Dalam kesempatan yang sama, Bupati Lombok Barat Fauzan Khalid menyebutkan, daerahnya juga menyelenggarakan kegiatan selain Festival Pesona Senggigi, yaitu Senggigi Sunset Jazz pada 3 November, Tradisi Perang Topat pada 6 Desember 2019. ''Dalam Senggigi Sunset Jazz, akan ada kejutan siapa saja yang akan hadir,'' ucapnya.
Sebagai penutup tahun, Perang Topat di Pura Lingsar merupakan potret kebhinekaan yang ada di Lombok Barat, Lombok, dan Nusa Tenggara Barat. Bisa menjadi contoh bagi daerah lain bahwa pluralisme itu adalah sunnatullah, hukum alam, ''Yang harus kita jaga bahkan kembangkan,” katanya. Perang Topat adalah tradisi saling lempar ketupat di antara umat Hindu dan Islam di desa Lingsar menyambut turunnya hujan.
Fauzan Khalid juga mengatakan, Lombok Barat juga menjadi tuan rumah International Sekotong Marathon. Perhelatan sport tourism ini nantinya melintasi Sekotong yang memiliki pemandangan luar biasa.
Gubernur Nusa Tenggara Barat (NTB) Zulkiflimansyah yang hadir dalam perhelatan itu, menegaskan berbagai perhelatan di NTB merupakan pesan mengenai kebangkitan pariwisata Lombok setelah bencana gempa yang terjadi setahun lalu.
Zulkiflimansyah kemudia berkisah mengenai seekor rusa dan harimau di Asia. Setiap hari, seekor rusa bangun dan sadar bahwa dia harus berlari lebih cepat dari harimau atau dia akan terbunuh. Pada saat yang sama, lanjutnya, sang harimau bangun dan sadar bahwa dia harus mampu berlari lebih kencang dari seekor rusa paling lambat atau dia akan kelaparan.
Festival Pesona Senggigi 2019 juga memberi pesan kepada dunia, bahwa pariwisata Lombok telah bangkit. Foto: Dok. Humas Pemkab Lombok Barat
“Tidak masalah apakah Anda harimau atau rusa, saat matahari muncul, kita lebih baik berlari,” ujarnya menggambarkan ajakan untuk hidup yang bersemangat apapun masalah yang menimpa.

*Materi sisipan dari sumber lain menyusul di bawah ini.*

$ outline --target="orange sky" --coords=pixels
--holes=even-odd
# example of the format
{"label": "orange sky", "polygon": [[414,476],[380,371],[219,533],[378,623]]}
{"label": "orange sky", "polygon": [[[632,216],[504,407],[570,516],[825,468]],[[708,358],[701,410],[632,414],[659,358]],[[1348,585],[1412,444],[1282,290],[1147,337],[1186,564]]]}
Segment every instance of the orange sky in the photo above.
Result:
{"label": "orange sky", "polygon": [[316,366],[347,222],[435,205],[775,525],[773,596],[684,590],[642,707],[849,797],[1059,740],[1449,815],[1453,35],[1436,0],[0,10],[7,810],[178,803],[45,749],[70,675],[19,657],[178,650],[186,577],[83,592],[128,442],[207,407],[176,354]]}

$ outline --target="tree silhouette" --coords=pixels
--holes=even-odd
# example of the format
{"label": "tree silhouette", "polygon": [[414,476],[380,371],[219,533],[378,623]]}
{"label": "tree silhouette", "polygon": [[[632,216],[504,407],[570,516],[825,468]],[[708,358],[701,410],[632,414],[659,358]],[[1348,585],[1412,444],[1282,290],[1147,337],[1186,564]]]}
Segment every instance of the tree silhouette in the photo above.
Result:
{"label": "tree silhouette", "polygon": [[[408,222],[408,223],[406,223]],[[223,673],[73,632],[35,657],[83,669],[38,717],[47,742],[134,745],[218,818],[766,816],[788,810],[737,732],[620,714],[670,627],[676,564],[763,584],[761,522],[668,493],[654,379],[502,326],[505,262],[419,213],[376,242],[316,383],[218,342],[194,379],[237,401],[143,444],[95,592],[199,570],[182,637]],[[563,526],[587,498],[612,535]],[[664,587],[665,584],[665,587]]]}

Zulkieflimansyah merasa bersyukur menggeliatnya wisata Senggigi. Dari data yang dipegangnya, sejak dibukanya penerbangan langsung Air Asia dari Perth Australia ke Lombok 9 Juni yang lalu, jumlah turis Australia yang datang melonjak lebih 400 persen. Bisa dibayangkan, lanjutnya, kalau ada direct flight Sydney-Lombok, Melbourne-Lombok, maka Senggigi dan Lombok Barat akan makin banyak dikunjungi.